To make matters worse, I have discovered that I am with child. I should not have to explain my reasons for not wanting to return to Longbourn after my parent's negligence and disregard for my own feelings are what let us to the present circumstance. But I cannot encroach on the Bingley's hospitality. I hope I may here back from you soon.

Yours Ever,

Elizabeth

The second letter she found much harder to write. Several drafts were taken up.

Dear Father,

I have requested to stay with the Gardiners upon my departure from Rosings Park. I hope you may understand not wanting to be near my mother at this time.

Elizabeth

She was about to have the letters sent out when an express had come for Elizabeth herself and it was from her father.

My dearest Child,

Upon receiving your letter I realized how I had failed you. You my child should have felt support from your father, you should have felt as though you could explain your frustrations and had them listened to. Because of my inability to protect you, you were nearly killed. I vow that shall never happen again. Your mother has taken ill with hysterics and complains of being thrown into the hedgerows now that Collins is gone.

I allowed you to learn from my library, but I never taught you myself. I should have been there for you, should have stood up to your mother when you voiced your concerns of the match. Instead I idly wasted in my library while you were miserable. I could see when you visited how much his presence had affected you. I hope you can forgive me. I want you to become the woman you were before he came into our lives, if you can and are willing. I know the memories will always haunt you, much like your unhappiness haunts me.

I would wish for you to return to Longbourn, but understand if you would rather live at Netherfield or with the Gardiners for a time. But before I close I want you to know two things: I love you with all my heart and I ask for your forgiveness with all that is left.

Your Father

Halfway through reading this she began crying yet again. She wanted to forgive him, perhaps one day she could, her heart wanted to, but her head was not yet ready. He needed to first take action before she could do so.

She crumpled the letter she had previously written to him and threw it into the fire. She took a sheet of parchment and began to write the feelings of her heart.

Papa,

How long I have wanted to call you my papa. I feel you are beginning to hold that place of importance in my heart yet again. I will not forget your previous actions, nor will I hold them against you, but I would hope that you listen to my feelings as I lay them before you.

Never have I felt so alone as I did that morning, that week even, when you resolved to force me into marriage with Mr. Collins. Here you were my father who was supposed to care for me, watch over me and protect me from harm. You sent me into a cage of carnivorous wolves without any way of defending myself. I was free, his for the taking. He took it and took it. Now I am left a widow at age twenty and with child. Praying that this child may not become the monster that was its father. And as much as it pains me to say it, but at times its maternal Grandfather.
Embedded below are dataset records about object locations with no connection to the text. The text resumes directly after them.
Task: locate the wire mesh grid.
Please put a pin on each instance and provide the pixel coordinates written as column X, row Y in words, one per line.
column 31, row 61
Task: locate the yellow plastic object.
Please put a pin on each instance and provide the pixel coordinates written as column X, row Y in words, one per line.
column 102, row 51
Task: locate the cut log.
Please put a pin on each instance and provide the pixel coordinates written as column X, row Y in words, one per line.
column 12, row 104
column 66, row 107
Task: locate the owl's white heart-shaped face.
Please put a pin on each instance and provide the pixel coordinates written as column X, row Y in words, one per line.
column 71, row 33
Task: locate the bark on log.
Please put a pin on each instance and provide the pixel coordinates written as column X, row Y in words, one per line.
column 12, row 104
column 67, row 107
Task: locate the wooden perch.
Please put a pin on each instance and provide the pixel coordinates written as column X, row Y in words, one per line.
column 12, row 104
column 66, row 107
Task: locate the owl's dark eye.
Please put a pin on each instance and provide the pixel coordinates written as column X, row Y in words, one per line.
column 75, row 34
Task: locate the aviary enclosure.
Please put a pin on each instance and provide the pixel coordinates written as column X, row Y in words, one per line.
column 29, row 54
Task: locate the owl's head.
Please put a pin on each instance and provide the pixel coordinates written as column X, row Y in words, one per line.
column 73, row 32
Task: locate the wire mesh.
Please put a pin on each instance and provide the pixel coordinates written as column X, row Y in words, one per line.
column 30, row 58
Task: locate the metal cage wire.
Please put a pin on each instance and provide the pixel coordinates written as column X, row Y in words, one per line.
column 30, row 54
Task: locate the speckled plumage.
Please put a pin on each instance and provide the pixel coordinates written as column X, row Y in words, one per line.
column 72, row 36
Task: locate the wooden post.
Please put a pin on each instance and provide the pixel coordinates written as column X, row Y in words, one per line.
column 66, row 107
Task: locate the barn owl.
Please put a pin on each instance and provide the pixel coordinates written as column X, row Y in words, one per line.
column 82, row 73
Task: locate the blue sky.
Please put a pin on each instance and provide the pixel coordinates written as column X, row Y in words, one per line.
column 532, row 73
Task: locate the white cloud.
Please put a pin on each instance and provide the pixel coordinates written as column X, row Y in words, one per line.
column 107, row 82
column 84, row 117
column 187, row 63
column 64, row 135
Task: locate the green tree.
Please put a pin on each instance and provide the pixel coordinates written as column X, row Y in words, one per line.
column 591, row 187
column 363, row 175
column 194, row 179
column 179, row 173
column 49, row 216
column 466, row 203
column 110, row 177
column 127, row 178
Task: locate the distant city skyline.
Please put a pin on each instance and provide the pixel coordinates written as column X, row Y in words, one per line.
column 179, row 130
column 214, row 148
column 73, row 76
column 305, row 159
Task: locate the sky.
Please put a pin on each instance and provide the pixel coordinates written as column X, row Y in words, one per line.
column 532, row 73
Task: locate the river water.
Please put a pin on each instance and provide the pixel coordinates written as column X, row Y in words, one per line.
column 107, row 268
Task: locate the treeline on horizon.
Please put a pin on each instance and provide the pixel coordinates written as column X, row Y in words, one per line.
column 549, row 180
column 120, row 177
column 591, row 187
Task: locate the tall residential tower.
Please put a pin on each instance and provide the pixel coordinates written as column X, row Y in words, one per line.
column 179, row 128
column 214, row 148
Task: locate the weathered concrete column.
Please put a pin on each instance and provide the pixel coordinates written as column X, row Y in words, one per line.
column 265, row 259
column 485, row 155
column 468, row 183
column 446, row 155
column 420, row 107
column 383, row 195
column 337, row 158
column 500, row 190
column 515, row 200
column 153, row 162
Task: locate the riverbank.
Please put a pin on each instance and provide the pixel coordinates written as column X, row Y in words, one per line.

I have requested to stay with my aunt and uncle. I believe they will grant me my wish. I do hope that your former negligence truly is gone, your other daughters need a father. One who will not tease them into submission. One who will guide, but not force. Give insight, but allow them the privilege to make their own choices. They are young women and must be given the freedom to choose for themselves. That was not a joy I was given, I hope they may not take it for granted.